Aubrey Plaza plays a deadpan intern for a magazine hired alongside young Karan Soni to join womanising journo Jake Johnson to investigate a bizarre newspaper ad requesting a companion for time travel (ending with ‘Safety Not Guaranteed’). Travelling to Washington they track the source of the ad down to a particular post office box and stake the place out. Eventually Mark Duplass turns up, a slightly savant-ish seeming, local supermarket employee who indeed claims to have a device for time travel. After Johnson makes an unsuccessful attempt to interview the extremely cagey Duplass, he decides a little feminine persuasion is needed and gets Plaza to approach him instead. It doesn’t go exactly flawlessly, but after helping him procure (i.e. steal) some lasers, she leaves enough of a positive impression on him that Duplass entrusts Plaza with being his companion on their mission.
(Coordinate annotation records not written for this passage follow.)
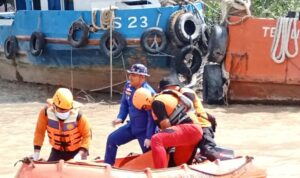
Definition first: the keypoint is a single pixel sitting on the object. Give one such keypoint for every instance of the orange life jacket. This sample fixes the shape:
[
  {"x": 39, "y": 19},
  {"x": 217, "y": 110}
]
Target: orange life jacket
[
  {"x": 63, "y": 135},
  {"x": 175, "y": 111},
  {"x": 198, "y": 107}
]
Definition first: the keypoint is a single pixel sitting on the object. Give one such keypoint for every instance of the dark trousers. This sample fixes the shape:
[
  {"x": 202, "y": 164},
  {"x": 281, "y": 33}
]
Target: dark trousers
[
  {"x": 120, "y": 137},
  {"x": 57, "y": 155},
  {"x": 207, "y": 144}
]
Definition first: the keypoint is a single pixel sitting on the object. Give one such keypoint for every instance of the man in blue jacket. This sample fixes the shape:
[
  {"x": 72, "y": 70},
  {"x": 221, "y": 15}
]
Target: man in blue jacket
[{"x": 140, "y": 126}]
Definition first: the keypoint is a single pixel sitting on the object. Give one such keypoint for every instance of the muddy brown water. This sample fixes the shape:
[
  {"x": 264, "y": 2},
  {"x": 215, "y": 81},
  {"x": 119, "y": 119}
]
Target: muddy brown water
[{"x": 271, "y": 134}]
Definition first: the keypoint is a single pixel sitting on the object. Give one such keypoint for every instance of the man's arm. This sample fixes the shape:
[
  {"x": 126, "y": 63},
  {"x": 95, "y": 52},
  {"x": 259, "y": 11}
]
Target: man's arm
[
  {"x": 40, "y": 130},
  {"x": 85, "y": 131},
  {"x": 161, "y": 115},
  {"x": 124, "y": 107}
]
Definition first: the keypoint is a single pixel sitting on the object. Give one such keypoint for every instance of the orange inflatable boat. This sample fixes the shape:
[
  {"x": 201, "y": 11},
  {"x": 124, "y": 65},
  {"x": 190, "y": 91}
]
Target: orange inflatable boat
[{"x": 139, "y": 166}]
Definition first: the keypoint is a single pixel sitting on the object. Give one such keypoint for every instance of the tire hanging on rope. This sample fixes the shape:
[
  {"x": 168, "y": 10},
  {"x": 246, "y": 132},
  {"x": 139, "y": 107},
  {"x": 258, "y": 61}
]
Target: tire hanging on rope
[
  {"x": 187, "y": 28},
  {"x": 10, "y": 47},
  {"x": 37, "y": 43},
  {"x": 188, "y": 61},
  {"x": 171, "y": 28},
  {"x": 78, "y": 28},
  {"x": 184, "y": 27},
  {"x": 118, "y": 44},
  {"x": 154, "y": 40}
]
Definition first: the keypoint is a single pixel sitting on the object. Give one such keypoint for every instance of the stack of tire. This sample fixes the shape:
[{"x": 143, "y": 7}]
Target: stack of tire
[
  {"x": 213, "y": 79},
  {"x": 184, "y": 31}
]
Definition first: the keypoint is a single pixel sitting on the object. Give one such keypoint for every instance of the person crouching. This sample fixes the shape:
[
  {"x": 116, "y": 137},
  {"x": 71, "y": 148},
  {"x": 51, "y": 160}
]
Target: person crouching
[
  {"x": 177, "y": 129},
  {"x": 68, "y": 129}
]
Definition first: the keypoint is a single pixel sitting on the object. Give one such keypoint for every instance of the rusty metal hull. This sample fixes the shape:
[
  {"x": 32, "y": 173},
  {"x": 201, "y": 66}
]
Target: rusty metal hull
[{"x": 254, "y": 76}]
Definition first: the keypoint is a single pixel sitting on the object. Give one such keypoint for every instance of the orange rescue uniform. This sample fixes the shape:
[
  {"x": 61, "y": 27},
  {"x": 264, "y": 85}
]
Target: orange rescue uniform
[{"x": 68, "y": 135}]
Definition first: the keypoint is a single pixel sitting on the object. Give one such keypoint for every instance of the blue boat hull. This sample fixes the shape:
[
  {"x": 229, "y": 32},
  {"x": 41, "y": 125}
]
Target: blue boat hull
[{"x": 86, "y": 67}]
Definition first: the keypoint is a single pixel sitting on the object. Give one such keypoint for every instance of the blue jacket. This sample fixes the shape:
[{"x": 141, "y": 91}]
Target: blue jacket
[{"x": 140, "y": 121}]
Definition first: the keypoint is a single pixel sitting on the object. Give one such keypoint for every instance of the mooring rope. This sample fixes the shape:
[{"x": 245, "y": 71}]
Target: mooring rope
[{"x": 286, "y": 28}]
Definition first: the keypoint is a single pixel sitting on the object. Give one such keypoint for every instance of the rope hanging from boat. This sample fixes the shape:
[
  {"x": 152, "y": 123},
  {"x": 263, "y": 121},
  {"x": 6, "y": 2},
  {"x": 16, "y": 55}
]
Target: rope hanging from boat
[
  {"x": 286, "y": 28},
  {"x": 105, "y": 17},
  {"x": 235, "y": 8}
]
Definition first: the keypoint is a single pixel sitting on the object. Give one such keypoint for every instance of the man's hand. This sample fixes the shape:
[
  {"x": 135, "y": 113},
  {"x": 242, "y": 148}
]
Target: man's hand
[
  {"x": 147, "y": 143},
  {"x": 36, "y": 155},
  {"x": 116, "y": 122},
  {"x": 81, "y": 155}
]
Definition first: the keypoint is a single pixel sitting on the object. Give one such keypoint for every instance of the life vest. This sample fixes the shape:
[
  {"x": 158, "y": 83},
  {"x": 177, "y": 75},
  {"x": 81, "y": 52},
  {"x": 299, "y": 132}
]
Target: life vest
[
  {"x": 175, "y": 111},
  {"x": 198, "y": 107},
  {"x": 186, "y": 102},
  {"x": 63, "y": 135}
]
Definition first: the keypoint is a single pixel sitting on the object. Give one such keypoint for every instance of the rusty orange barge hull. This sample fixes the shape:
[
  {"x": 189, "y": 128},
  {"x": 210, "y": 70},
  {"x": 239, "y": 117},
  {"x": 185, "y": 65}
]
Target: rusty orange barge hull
[{"x": 254, "y": 76}]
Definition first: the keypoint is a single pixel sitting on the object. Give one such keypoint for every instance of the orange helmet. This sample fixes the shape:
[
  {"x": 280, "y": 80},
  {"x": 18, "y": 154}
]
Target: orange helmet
[
  {"x": 63, "y": 98},
  {"x": 142, "y": 97}
]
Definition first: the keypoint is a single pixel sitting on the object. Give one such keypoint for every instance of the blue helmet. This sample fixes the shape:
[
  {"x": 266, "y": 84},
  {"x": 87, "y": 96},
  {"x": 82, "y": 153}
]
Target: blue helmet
[{"x": 138, "y": 69}]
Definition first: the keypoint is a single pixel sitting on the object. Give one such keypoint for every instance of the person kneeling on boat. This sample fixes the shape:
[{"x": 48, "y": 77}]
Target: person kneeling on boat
[
  {"x": 207, "y": 145},
  {"x": 68, "y": 129},
  {"x": 177, "y": 129},
  {"x": 140, "y": 125}
]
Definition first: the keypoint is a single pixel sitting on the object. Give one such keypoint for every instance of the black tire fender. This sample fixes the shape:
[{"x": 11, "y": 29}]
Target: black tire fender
[
  {"x": 187, "y": 27},
  {"x": 37, "y": 43},
  {"x": 188, "y": 67},
  {"x": 171, "y": 28},
  {"x": 217, "y": 44},
  {"x": 150, "y": 37},
  {"x": 11, "y": 47},
  {"x": 119, "y": 43},
  {"x": 77, "y": 26}
]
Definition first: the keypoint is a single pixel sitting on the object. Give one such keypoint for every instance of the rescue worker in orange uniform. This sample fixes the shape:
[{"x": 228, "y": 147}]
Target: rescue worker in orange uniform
[
  {"x": 177, "y": 129},
  {"x": 207, "y": 144},
  {"x": 68, "y": 129}
]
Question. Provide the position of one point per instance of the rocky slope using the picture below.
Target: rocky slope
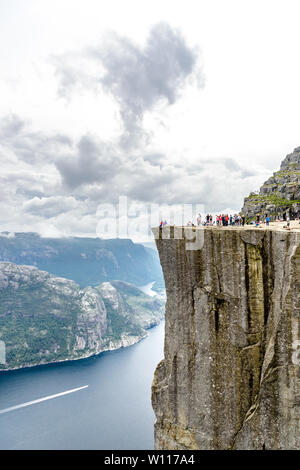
(46, 319)
(87, 261)
(280, 193)
(230, 378)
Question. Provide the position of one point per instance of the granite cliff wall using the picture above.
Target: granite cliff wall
(230, 378)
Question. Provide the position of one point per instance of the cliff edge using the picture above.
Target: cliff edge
(230, 378)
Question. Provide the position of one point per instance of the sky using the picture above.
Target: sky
(162, 102)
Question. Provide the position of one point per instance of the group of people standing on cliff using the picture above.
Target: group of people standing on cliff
(222, 220)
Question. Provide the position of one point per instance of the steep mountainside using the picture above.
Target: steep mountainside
(87, 261)
(280, 193)
(230, 378)
(45, 319)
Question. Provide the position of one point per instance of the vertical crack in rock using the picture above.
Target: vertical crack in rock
(230, 376)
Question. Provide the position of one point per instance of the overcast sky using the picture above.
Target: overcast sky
(165, 102)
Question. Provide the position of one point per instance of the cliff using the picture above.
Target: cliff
(87, 261)
(280, 193)
(44, 318)
(230, 378)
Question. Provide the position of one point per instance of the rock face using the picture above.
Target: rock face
(280, 193)
(87, 261)
(46, 319)
(230, 378)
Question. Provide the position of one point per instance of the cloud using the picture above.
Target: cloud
(137, 77)
(92, 162)
(31, 147)
(48, 207)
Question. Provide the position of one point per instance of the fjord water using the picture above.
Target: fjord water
(113, 412)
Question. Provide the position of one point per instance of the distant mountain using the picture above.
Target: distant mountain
(44, 318)
(280, 193)
(87, 261)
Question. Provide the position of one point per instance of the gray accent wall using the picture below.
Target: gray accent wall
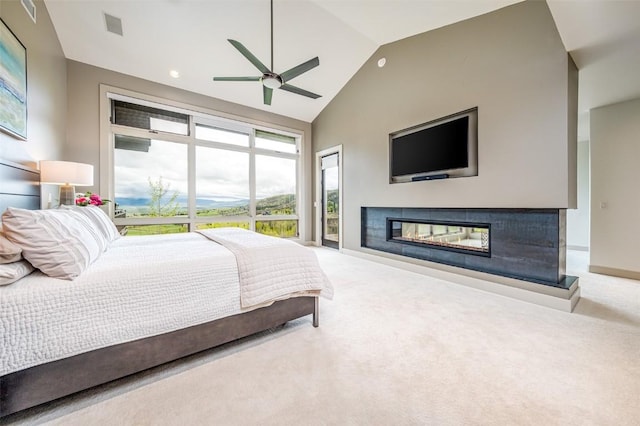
(512, 65)
(46, 87)
(578, 219)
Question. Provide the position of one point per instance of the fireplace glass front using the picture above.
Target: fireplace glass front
(467, 238)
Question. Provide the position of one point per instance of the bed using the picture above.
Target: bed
(143, 302)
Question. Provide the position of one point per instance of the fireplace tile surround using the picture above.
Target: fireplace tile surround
(526, 244)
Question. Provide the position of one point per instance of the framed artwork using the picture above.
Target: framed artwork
(13, 84)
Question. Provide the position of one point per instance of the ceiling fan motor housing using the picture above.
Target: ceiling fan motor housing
(272, 80)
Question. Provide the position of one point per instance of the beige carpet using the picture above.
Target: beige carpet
(398, 348)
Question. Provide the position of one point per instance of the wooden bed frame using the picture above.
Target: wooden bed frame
(46, 382)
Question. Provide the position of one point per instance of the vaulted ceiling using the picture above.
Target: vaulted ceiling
(189, 36)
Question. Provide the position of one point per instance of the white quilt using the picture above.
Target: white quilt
(271, 268)
(140, 287)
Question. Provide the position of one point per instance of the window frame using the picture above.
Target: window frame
(197, 117)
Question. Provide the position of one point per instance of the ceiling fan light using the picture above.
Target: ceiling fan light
(271, 82)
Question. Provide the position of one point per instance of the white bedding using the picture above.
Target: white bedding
(140, 287)
(271, 268)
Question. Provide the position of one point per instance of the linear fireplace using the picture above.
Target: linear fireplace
(471, 238)
(526, 244)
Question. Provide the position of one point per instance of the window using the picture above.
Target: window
(222, 182)
(151, 182)
(174, 171)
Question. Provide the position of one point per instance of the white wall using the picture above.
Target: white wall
(512, 65)
(578, 219)
(46, 87)
(615, 197)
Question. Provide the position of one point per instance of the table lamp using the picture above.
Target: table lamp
(67, 174)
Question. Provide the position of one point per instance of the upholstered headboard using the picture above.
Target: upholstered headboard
(19, 186)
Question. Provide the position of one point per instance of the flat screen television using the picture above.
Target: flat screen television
(442, 148)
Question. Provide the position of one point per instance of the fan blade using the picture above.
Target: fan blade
(267, 93)
(245, 52)
(302, 68)
(299, 91)
(236, 78)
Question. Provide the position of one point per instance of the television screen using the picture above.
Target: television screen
(436, 148)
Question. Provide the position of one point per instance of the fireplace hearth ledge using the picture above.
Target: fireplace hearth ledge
(564, 299)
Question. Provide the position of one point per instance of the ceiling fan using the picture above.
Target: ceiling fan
(269, 79)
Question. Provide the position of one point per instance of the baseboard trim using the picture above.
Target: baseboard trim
(551, 297)
(622, 273)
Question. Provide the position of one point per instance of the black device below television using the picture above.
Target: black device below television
(439, 149)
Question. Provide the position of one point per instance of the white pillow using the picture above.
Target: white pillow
(99, 219)
(12, 272)
(61, 243)
(9, 252)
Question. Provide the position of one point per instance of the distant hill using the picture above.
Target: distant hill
(279, 204)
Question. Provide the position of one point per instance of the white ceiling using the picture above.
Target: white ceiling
(190, 36)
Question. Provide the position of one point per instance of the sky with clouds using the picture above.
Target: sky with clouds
(220, 174)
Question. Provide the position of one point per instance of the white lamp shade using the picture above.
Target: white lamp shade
(66, 173)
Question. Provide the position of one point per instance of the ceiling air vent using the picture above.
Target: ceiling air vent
(30, 7)
(114, 25)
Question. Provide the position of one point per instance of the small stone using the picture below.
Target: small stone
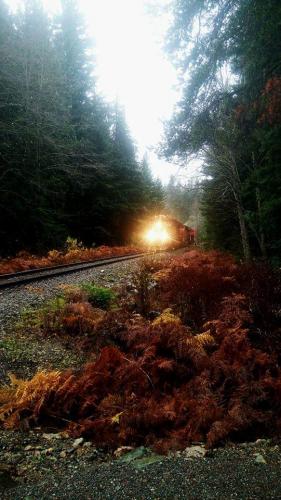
(48, 451)
(122, 450)
(194, 452)
(262, 442)
(77, 442)
(87, 444)
(259, 459)
(52, 436)
(29, 448)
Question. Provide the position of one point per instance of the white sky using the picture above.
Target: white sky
(131, 66)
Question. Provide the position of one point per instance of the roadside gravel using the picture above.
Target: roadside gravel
(35, 467)
(14, 300)
(227, 473)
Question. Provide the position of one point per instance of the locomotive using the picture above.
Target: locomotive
(166, 232)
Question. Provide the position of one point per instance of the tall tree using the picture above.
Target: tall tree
(229, 118)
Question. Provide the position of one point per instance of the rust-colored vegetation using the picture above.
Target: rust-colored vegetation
(205, 367)
(72, 254)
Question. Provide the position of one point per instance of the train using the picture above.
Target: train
(166, 232)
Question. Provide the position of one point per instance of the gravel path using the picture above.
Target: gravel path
(14, 300)
(31, 468)
(229, 473)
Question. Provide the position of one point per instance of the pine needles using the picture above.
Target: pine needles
(166, 383)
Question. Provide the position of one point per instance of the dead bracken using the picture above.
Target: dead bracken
(207, 369)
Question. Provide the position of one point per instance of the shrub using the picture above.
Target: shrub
(168, 385)
(98, 296)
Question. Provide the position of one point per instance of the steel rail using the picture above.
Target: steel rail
(22, 277)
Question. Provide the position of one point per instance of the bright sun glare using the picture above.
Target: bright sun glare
(131, 66)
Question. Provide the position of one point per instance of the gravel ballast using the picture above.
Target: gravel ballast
(34, 467)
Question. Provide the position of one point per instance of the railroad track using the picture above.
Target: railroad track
(22, 277)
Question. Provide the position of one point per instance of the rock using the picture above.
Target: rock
(48, 451)
(259, 458)
(52, 436)
(262, 442)
(148, 460)
(29, 448)
(88, 444)
(122, 450)
(77, 442)
(153, 314)
(194, 452)
(6, 480)
(133, 455)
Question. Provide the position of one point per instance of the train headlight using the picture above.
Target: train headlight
(157, 234)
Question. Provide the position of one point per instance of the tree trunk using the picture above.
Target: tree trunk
(243, 229)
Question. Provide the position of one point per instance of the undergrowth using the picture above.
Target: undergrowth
(207, 368)
(73, 252)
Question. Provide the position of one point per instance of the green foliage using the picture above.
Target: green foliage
(98, 296)
(68, 164)
(228, 53)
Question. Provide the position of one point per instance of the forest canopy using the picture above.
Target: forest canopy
(228, 57)
(68, 165)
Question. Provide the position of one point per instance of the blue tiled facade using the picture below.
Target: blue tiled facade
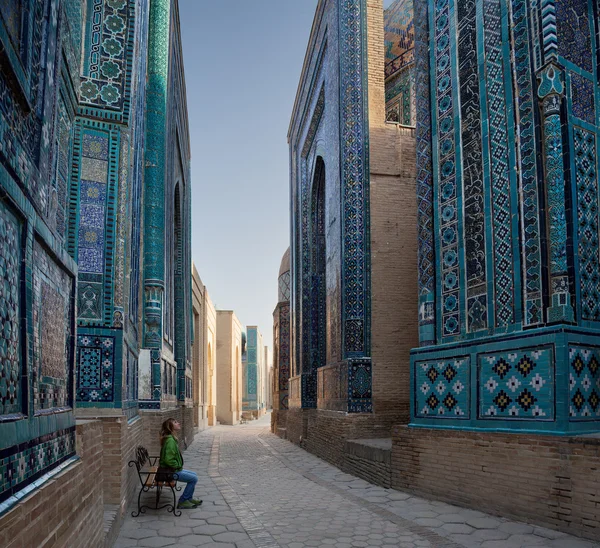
(39, 78)
(507, 163)
(251, 365)
(73, 119)
(166, 262)
(107, 137)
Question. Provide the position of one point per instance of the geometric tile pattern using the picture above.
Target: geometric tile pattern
(10, 311)
(284, 347)
(22, 464)
(251, 368)
(447, 188)
(359, 386)
(443, 388)
(528, 172)
(95, 368)
(284, 287)
(584, 383)
(582, 95)
(573, 32)
(499, 165)
(517, 384)
(104, 64)
(399, 36)
(475, 257)
(52, 317)
(356, 310)
(426, 256)
(586, 184)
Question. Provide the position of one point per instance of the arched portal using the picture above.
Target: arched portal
(318, 261)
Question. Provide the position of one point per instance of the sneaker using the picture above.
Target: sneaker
(186, 505)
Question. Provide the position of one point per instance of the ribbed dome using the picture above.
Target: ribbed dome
(285, 262)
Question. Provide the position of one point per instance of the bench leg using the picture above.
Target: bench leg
(136, 514)
(158, 490)
(174, 507)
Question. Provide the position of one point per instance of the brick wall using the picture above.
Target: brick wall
(393, 205)
(551, 481)
(369, 460)
(324, 433)
(67, 510)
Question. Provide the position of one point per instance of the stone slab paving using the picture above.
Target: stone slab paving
(264, 492)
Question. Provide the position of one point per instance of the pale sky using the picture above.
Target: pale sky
(242, 65)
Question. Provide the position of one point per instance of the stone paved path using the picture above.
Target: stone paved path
(260, 491)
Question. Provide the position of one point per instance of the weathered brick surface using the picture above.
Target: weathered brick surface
(324, 433)
(369, 460)
(552, 481)
(68, 509)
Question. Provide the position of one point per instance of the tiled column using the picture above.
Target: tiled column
(551, 92)
(154, 183)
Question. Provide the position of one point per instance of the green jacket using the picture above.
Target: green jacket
(170, 456)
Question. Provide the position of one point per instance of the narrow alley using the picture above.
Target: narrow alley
(259, 490)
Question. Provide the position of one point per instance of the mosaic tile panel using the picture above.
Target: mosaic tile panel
(573, 32)
(528, 175)
(584, 383)
(517, 384)
(92, 210)
(472, 168)
(95, 368)
(12, 13)
(445, 157)
(501, 175)
(588, 250)
(399, 36)
(426, 255)
(354, 175)
(582, 98)
(57, 204)
(22, 464)
(284, 347)
(104, 68)
(443, 388)
(360, 389)
(284, 287)
(52, 331)
(10, 311)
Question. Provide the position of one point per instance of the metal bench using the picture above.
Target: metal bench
(147, 469)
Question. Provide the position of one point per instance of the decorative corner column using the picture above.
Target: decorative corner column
(426, 256)
(356, 263)
(551, 93)
(154, 184)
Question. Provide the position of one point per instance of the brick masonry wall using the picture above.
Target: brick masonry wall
(68, 509)
(393, 209)
(378, 473)
(324, 433)
(551, 481)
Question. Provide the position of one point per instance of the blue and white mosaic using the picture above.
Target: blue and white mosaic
(584, 383)
(442, 388)
(517, 385)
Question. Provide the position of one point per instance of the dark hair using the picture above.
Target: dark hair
(167, 430)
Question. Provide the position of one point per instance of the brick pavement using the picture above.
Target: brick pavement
(261, 491)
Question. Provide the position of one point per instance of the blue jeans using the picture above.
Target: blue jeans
(190, 478)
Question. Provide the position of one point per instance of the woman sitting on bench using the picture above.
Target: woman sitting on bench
(171, 462)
Of course, Duplass knows nothing about the article Johnson hopes to write nor Plaza’s complicity in it. The funny thing is, after a while, Plaza is questioning her feelings for Duplass, who doesn’t really seem all that much more of a dorky misfit than she is, and they even seem to share similar tragedies in life. Hell, she might even be buying into the whole time travel lunacy. But is there a more sinister/worrying side to Duplass? Is he really just a harmless eccentric? A couple of feds tailing him seem to think he’s enough of a concern.
Meanwhile, Johnson is embarking on a personal mission of sorts, tracking down the ‘one that got away’, an old girlfriend (Jenica Bergere) who lives close by. Mary Lynn Rajskub plays the magazine editor, whilst Kristen Bell plays an important person from Duplass’ past.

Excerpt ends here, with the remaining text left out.